Forgive us but we do find this shouting about the evils of zero hours contracts to be really terribly amusing in one sense. For it is almost universally true that those writing the articles about the evils of zero hours contracts are themselves employed on zero hours contracts. Or, as it is also known, on a freelance basis and that just is the way that vast swathes of the media work:
What are zero-hours contracts? You asked Google – here’s the answer Dawn Foster
And off we go into a rather predictable Guardian rant about how awful such contracts are. Which then leads to our amusement, for when we examine the working life of the writer:
Dawn Foster is a writer on politics, social affairs and economics for The Guardian, London Review of Books, Independent and Times Literary Supplement, and is a regular political commentator for Sky News, Channel 4 News, and BBC Newsnight. Her first book, Lean Out, is on feminism, austerity and corporate culture.

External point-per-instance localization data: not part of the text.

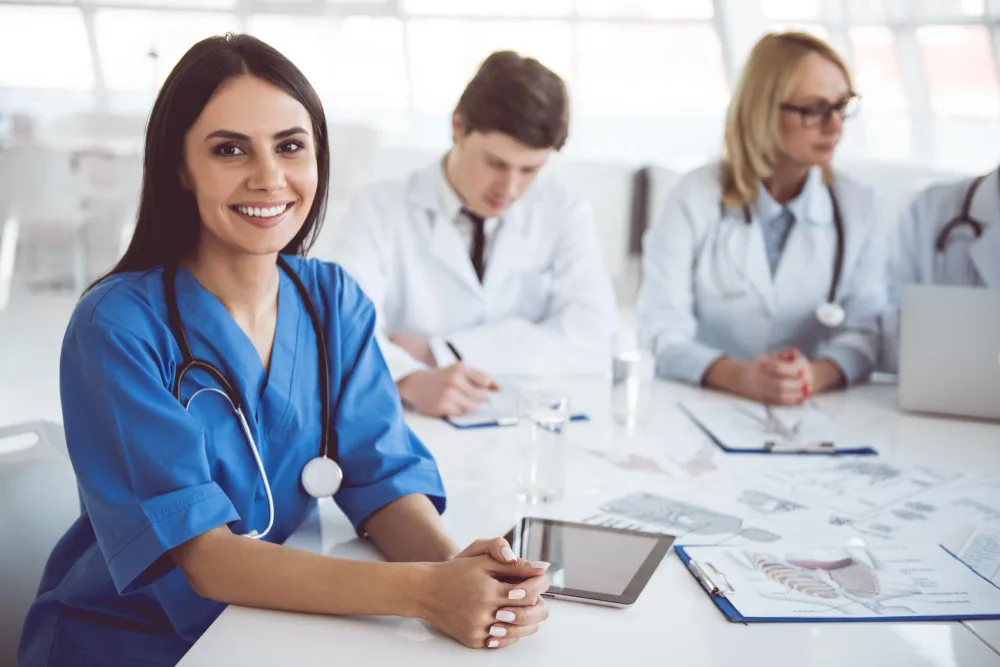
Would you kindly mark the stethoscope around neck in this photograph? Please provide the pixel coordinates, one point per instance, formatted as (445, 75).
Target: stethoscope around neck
(829, 313)
(322, 476)
(964, 218)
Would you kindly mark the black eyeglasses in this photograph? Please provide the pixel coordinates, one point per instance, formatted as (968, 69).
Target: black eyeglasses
(821, 114)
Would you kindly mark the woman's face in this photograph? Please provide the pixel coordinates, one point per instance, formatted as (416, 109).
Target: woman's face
(250, 160)
(809, 134)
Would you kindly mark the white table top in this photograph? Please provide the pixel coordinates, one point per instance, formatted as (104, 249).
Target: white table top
(673, 616)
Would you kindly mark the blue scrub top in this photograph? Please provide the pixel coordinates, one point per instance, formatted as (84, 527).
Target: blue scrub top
(153, 475)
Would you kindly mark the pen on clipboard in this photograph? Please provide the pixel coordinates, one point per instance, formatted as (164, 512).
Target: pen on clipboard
(458, 357)
(454, 350)
(705, 580)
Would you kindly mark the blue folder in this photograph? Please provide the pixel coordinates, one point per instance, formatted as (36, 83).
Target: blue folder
(778, 451)
(734, 616)
(472, 421)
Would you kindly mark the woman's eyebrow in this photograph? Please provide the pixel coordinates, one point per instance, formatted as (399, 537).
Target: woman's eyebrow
(237, 136)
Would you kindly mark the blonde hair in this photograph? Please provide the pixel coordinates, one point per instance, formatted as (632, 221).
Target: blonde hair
(752, 124)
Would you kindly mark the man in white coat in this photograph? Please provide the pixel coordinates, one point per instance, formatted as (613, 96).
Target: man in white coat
(948, 235)
(475, 269)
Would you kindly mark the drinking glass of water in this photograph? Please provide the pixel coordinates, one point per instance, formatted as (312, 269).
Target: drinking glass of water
(541, 471)
(631, 385)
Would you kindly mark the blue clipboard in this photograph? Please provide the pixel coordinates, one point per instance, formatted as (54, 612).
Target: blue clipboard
(734, 616)
(780, 451)
(471, 421)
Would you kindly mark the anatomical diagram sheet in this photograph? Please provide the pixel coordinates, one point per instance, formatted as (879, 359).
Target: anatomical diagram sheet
(786, 581)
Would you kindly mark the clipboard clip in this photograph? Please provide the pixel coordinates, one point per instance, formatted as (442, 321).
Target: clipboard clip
(708, 581)
(826, 446)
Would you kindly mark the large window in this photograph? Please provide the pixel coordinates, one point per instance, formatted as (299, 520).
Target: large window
(445, 53)
(355, 63)
(139, 47)
(961, 70)
(876, 70)
(635, 69)
(56, 57)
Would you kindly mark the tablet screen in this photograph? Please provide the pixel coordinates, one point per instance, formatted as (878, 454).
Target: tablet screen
(585, 559)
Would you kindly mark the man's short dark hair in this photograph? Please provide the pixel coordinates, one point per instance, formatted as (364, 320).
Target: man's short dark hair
(519, 97)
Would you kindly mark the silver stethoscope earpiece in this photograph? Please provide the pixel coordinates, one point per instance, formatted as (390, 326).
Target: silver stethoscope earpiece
(963, 219)
(830, 314)
(322, 476)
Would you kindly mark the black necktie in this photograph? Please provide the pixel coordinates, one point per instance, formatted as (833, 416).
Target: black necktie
(478, 241)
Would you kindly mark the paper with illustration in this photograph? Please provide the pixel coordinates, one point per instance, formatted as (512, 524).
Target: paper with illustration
(788, 581)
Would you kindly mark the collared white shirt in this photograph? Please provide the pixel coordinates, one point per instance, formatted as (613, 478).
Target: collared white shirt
(451, 208)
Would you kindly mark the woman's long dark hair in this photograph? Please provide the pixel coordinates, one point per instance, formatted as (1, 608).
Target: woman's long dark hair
(168, 223)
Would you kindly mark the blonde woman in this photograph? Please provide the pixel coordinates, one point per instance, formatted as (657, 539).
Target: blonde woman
(764, 273)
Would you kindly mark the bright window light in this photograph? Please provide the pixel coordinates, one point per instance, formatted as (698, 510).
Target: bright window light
(56, 57)
(638, 70)
(869, 10)
(876, 70)
(820, 31)
(961, 71)
(180, 4)
(445, 53)
(664, 9)
(354, 63)
(937, 9)
(139, 47)
(792, 10)
(459, 8)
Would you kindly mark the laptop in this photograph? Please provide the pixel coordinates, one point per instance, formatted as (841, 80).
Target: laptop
(949, 353)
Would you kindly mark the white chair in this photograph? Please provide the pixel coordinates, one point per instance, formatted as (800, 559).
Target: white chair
(41, 188)
(38, 502)
(896, 184)
(9, 232)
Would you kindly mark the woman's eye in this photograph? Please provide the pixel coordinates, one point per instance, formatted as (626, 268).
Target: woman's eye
(291, 147)
(228, 150)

Among us here at the ASI we have written for or appeared on near all of those outlets and the absolutely standard contract for all of them is a zero hours contract. It could be that this outpouring of protest is really a deeply buried attack on the media's own hiring practices, by those doing that very media reporting but we're really unsure as to whether people are being that Machiavellian. And observing the sharp elbowed jostle to gain absolutely any such work from any of those media outlets we really don't think people are protesting about their own employment.
Thus we're just left with the rather puzzling observation that zero hours contracts seem to be just fine for the middle class literati but obviously no one else should be allowed to enjoy the same employment structure. Which is, when you think about it, rather odd really.